I have been exploring different ways to do URL rewriting. Basically there are two options:
* doing the rewrite at the web server level
* doing the rewrite using ASP.NET
The first option is the most flexible one and the one that causes less problems and less side effects but it is not an option if you don’t have full permissions on the server for the project you’re working (which is not the case). IIS 7 will allow modules written in managed code but I’m not sure if an application will be able to configure the modules to use without full permissions.
So, the only option is to do it at the ASP.NET level. ASP.NET 2.0 has some built in functionality for doing URL rewriting but it’s nearly useless because it does not support regular expressions. There are some HTTP modules and HTTP handlers out there that provide more functionality, but most of them have some problems because it’s tricky to handle themes, postbacks, output caching, etc properly when using rewritten URLs. It seems that the most used HTTP module for URL rewriting is:
It’s easy to use and seems to work properly for now (I have been using it only for a few days), however there are times where regular expressions are not enough for doing rewrites. I wrote the authors an explained them a scenario where a more generic approach is desirable. Basically what I had in mind was that the module was able to call a custom method when certain condition is met (this condition will be evaluated using regular expressions) or always and that method could handle the rewrite or not (the return value could be used to indicate that the rule has been applied or not). Inside the method you could do anything that you want to rewrite the URL. They told me that they were thinking in adding this kind of functionality in a near future, so good news but we’ll have to wait ;)
I’ll show an example in case the problem isn’t obvious. If you want to optimize your site for search engine spiders, a good thing to do is to avoid passing parameters using the query string because some spiders will not index pages with dynamic parameters or others will limit the indexed pages with dynamic parameters or not index pages with more than a predefined number of parameters. Rewriting a URL like:
helps the search engine spiders to index it. If you have different number of parameters for your pages you can end up with a lot of rules like:
Note that in order for this to work properly you have to specify the rule with the maximum number of parameters first, so every time the module is trying to rewrite an URL it will evaluate the first rule, that probably will not be the most used, incurring in an unnecessary performance loss. If you want to do a rewrite similar to the previous one and you have pages in multiple directories things get more complicated because the directory could be handled as a parameter if the rules are not written conscientiously.
All the code about URL rewriting that I’ve found out there was for an HTTP module or an HTTP handler. However, for ASP.NET 2.0 another option is available: a Virtual Path Provider (VPP for now on).

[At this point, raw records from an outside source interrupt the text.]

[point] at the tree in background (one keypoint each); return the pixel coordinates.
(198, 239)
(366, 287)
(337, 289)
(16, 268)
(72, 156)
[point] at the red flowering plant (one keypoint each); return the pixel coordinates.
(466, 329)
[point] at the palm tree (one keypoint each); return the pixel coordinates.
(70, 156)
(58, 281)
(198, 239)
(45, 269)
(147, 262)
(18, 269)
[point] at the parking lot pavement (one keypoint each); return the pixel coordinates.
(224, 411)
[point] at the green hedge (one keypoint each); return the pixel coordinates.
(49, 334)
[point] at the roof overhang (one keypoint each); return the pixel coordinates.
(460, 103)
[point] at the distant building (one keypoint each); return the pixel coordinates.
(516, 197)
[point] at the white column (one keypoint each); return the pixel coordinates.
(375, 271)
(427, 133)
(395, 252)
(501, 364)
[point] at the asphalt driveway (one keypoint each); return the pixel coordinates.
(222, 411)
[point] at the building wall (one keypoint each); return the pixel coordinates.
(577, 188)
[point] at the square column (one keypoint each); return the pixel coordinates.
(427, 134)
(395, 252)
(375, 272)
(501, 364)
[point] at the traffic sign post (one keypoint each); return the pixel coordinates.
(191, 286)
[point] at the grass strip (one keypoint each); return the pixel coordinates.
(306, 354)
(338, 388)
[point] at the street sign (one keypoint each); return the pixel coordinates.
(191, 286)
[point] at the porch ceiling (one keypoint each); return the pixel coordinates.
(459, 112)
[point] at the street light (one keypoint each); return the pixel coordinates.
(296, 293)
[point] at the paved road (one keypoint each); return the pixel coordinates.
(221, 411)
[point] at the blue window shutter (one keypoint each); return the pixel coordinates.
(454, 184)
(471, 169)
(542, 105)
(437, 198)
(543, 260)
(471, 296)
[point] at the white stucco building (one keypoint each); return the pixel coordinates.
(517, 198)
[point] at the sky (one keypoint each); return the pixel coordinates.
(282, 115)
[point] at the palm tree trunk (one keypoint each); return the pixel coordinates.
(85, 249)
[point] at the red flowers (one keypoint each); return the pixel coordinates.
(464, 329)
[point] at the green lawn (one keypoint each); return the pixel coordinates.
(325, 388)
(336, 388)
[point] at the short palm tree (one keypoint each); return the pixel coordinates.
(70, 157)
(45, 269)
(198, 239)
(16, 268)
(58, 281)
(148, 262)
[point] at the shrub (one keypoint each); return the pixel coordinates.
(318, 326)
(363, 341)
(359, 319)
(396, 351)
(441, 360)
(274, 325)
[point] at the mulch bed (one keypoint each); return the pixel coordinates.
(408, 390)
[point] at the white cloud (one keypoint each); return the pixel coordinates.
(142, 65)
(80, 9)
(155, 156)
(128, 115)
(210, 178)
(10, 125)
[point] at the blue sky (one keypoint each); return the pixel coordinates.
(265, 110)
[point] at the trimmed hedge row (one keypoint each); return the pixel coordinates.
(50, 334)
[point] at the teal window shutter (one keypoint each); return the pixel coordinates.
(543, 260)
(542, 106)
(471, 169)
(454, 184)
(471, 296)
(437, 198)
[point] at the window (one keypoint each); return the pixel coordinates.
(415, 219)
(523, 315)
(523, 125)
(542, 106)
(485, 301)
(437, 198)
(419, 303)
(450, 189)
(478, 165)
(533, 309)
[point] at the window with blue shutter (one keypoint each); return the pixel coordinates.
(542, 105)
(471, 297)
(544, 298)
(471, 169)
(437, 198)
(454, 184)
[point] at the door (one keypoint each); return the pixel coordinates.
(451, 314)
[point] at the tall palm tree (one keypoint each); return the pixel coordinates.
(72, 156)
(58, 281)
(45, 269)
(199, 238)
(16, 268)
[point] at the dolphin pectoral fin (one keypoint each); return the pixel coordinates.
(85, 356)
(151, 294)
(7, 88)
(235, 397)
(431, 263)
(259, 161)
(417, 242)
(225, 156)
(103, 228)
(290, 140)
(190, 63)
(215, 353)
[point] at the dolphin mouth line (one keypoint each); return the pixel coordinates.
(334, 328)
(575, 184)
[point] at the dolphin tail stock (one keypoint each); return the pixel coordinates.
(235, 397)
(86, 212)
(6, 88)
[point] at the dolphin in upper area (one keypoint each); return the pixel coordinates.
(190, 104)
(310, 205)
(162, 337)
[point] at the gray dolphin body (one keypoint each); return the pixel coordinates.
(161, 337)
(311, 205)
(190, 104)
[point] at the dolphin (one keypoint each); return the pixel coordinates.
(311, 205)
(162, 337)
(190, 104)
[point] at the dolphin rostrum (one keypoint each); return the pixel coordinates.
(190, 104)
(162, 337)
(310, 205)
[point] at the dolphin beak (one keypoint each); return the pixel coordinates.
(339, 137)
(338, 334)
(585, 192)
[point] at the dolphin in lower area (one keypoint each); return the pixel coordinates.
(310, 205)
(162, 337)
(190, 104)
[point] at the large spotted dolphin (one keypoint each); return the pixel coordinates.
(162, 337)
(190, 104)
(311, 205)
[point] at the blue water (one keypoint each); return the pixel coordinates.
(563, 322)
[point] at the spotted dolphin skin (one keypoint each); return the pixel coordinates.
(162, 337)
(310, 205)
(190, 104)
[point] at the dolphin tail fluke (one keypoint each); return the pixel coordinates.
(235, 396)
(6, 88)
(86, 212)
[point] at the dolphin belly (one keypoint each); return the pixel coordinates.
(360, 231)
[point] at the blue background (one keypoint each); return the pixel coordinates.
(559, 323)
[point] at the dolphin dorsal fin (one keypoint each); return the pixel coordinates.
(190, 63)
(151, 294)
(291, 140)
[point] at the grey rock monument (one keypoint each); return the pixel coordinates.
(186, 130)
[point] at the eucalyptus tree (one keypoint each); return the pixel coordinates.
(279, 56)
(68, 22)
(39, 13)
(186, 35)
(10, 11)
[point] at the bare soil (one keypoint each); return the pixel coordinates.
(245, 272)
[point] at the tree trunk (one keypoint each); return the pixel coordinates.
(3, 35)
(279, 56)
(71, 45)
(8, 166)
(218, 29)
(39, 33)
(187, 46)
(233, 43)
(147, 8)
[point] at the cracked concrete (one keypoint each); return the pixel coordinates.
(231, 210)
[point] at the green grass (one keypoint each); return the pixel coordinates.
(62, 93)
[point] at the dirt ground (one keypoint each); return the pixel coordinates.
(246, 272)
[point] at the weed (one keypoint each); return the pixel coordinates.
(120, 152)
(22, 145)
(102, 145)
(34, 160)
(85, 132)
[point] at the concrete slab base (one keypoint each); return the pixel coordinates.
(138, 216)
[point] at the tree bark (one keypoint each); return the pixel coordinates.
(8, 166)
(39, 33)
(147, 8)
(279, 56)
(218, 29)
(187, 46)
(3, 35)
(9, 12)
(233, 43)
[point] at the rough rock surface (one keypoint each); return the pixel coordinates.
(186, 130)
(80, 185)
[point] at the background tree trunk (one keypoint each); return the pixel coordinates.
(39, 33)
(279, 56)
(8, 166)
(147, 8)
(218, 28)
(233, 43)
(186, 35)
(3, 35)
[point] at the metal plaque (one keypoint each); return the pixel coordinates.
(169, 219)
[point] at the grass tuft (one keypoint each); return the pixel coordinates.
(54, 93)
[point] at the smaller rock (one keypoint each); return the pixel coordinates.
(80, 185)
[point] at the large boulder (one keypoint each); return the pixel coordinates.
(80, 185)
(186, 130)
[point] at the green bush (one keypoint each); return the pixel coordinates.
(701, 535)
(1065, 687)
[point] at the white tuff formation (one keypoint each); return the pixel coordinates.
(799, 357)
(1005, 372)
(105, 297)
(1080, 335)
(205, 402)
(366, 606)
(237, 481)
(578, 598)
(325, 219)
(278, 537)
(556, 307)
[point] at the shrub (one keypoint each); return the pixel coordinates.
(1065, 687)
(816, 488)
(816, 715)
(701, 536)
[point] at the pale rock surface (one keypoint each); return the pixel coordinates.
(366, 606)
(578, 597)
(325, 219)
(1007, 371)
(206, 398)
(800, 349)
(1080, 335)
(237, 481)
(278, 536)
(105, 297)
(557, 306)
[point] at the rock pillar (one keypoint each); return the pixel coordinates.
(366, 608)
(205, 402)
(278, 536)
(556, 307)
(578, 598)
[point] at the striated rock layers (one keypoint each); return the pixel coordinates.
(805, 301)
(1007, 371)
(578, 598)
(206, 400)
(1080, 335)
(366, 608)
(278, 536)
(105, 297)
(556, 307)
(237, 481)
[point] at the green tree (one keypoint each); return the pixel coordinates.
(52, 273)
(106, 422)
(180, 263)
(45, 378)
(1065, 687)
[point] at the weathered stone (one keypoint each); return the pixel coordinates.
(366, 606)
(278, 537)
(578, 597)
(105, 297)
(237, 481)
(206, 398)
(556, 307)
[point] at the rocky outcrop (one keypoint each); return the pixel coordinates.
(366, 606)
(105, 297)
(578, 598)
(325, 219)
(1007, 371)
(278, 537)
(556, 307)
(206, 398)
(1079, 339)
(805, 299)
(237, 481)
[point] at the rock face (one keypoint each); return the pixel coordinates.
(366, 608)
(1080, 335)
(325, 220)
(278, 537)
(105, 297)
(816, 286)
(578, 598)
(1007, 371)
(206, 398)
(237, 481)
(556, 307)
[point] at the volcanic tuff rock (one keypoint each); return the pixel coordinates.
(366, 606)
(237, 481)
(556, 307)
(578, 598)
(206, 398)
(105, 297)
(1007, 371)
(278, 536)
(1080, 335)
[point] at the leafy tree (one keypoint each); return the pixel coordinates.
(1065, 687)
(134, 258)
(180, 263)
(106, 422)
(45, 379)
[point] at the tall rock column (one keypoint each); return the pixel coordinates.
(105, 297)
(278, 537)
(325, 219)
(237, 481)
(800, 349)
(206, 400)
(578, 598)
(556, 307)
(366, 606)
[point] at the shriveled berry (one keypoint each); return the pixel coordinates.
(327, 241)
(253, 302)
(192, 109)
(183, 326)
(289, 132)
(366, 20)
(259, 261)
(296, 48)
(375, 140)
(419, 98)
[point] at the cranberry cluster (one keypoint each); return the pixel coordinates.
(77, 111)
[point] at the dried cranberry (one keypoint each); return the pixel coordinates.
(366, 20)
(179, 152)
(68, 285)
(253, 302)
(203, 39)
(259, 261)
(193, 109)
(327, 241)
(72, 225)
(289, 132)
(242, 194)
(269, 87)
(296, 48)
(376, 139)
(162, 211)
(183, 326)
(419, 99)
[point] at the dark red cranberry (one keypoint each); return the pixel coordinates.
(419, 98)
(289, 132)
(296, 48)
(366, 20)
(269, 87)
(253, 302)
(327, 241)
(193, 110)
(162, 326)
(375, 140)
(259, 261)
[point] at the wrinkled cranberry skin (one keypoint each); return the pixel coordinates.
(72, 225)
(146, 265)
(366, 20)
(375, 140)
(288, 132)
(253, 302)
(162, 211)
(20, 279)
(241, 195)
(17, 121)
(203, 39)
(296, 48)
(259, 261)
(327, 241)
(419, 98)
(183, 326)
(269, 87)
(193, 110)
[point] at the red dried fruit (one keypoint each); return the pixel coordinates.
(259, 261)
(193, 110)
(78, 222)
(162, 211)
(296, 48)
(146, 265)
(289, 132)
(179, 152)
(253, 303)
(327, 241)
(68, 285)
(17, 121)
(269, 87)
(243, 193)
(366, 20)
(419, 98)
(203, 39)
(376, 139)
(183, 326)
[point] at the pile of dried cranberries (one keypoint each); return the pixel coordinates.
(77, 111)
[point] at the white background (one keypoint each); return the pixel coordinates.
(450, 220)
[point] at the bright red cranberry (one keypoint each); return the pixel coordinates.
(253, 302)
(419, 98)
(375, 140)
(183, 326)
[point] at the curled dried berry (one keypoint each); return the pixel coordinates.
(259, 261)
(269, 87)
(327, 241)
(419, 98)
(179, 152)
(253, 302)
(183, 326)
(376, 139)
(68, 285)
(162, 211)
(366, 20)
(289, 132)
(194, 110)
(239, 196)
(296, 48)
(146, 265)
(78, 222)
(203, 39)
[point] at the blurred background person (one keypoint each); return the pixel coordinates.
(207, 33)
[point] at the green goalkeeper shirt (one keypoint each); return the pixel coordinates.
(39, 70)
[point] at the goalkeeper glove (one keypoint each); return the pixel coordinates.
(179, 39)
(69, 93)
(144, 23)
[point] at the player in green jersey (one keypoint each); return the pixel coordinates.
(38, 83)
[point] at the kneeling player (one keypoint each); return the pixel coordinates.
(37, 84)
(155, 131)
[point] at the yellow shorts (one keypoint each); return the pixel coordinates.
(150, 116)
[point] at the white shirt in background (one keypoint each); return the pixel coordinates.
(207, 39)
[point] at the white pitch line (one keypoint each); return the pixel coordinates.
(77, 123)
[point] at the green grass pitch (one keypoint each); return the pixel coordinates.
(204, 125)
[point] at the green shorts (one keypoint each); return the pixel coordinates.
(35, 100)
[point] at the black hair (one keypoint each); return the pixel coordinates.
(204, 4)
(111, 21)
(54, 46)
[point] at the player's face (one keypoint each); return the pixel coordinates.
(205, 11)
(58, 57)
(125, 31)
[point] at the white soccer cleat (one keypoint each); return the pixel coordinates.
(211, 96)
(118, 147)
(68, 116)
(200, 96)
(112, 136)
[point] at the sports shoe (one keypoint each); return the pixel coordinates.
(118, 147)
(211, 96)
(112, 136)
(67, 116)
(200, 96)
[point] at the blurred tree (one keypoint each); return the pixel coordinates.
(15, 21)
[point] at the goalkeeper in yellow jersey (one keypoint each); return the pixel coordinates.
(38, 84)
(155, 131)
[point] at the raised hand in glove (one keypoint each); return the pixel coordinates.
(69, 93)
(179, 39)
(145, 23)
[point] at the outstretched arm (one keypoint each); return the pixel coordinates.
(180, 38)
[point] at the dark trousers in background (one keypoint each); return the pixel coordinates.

Essentially, access to files and folders in ASP.NET has been virtualized. The default VPP provider just reads files from the file system checking IIS permissions. You can code your own VPP to read files from a database, generate aspx pages on the fly or anything you can imagine.
There’s a good article about VPP written by Victor García Aprea where he explains how to run a website from a zip file:
Most of the stuff about VPP is straightforward except the GetFileHash and GetCacheDependency methods. ASP.NET caches aspx pages after they’re compiled for the first time and monitors file changes, forcing a recompile when a page changes. A bad implementation of the one of those methods could make your application to compile each page on each request so if you are going to code your own VPP provider be sure to triple check your GetCacheDependency and GetFileHash methods.
I started playing with a custom VPP provider that did URL rewriting based on regular expressions in all methods that were using a virtual path (nothing serious, just some code to make a proof of concept). Basically I was calling the default provider implementation with the rewritten virtual path but the framework checks that the path stays unchanged on instances of the VirtualFile and VirtualDirectory classes!
I had to change my strategy to return the same virtual path as I was passed even if I was actually accessing to a different path. I had a quick test version working on my local machine but when trying it on the server there was a big problem. Unfortunately, to use a VPP provider you need full trust permissions. That was a stopper for me so I ended my VPP adventure here. Thank god I tried it on the server before transforming the quick and primitive proof of concept code into something usable (also I didn’t spent any time thinking about other implications (like output caching) of my approach). Even if VPP weren’t useful for me, the knowledge acquired is always welcome.